The Audi R8 is the German automaker’s first supercar, via their high-performance division: Audi Sport GmbH. The mid-engine, 2-seat sports car uses Audi’s Quattro permanent all-wheel-drive system, and is based on the Audi Space Frame, also used in the Lamborghini Gallardo.
The R8 has a choice of 2 engines: the 4.2 FSI V8 engine and the 5.2 FSI V10 engine borrowed from the Gallardo. In the 2012, the HP was 420 and 525 respectively. Forget the single-clutch automatic paddle shifters, the gated 6-speed manual is the transmission of choice for collectors and drivers alike. That horsepower in a 3,362 lb car gives it a 0-60 time of 4.6 seconds with the V8, and just over 3 seconds in the V-10.

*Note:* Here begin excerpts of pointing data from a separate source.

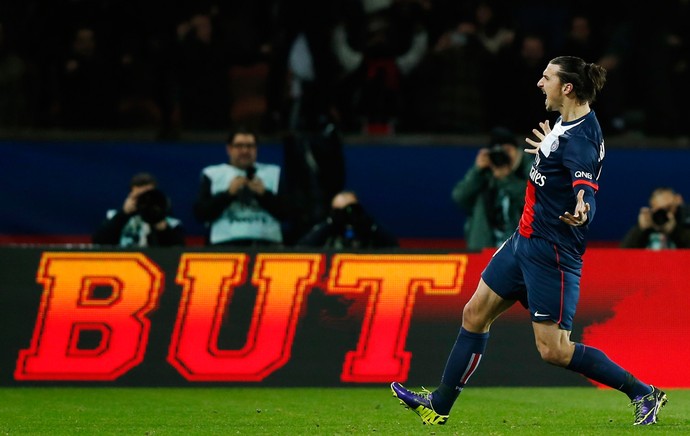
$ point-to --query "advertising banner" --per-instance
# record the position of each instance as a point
(168, 317)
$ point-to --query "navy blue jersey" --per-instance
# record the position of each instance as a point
(569, 159)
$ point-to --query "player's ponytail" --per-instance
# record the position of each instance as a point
(587, 78)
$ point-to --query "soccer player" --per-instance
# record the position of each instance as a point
(541, 263)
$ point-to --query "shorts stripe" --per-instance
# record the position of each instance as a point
(558, 262)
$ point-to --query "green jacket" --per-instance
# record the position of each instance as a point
(484, 198)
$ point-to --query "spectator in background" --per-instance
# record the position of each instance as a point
(144, 219)
(582, 40)
(525, 63)
(85, 84)
(492, 192)
(664, 224)
(314, 164)
(13, 85)
(348, 226)
(203, 79)
(377, 49)
(302, 64)
(239, 201)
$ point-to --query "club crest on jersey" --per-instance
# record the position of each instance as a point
(554, 145)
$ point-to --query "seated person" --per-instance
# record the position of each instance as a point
(348, 226)
(661, 225)
(492, 191)
(143, 220)
(238, 201)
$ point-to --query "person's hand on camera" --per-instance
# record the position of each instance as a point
(482, 160)
(670, 223)
(644, 219)
(501, 172)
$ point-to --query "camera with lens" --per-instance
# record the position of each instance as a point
(498, 156)
(153, 206)
(352, 217)
(660, 217)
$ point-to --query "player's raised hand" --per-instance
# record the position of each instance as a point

The car is special for two reasons: First is the design by Frank Lamberty and Julian Hoenig — its a Germanic beauty. The car is inordinately wide, with its 3/4 views showing off its businesslike lines to best effect. Note the lighter car art bottom shows off more details than the darker colors. The interior is also a lovely design, sporting just the right balance of ergonomics and complexity.
But the strongest aspect of the R8 is its handling: It’s very nicely balanced, never feels unsettled or disturbed, even when you enter a turn too fast. There are no surprises unless you do something terribly ill-advised. The Quattro AWD system was originally designed for managing the snow and wet but translates well to high-performance driving on a track. The steering and turn-in are precise, and the Quattro AWD system makes short work of any oversteer, providing wonderful control through corners. Jacky Ickx, the 6-time winner of the 24 Hours of Le Man’s race, described the R8 as “the best handling road car today.”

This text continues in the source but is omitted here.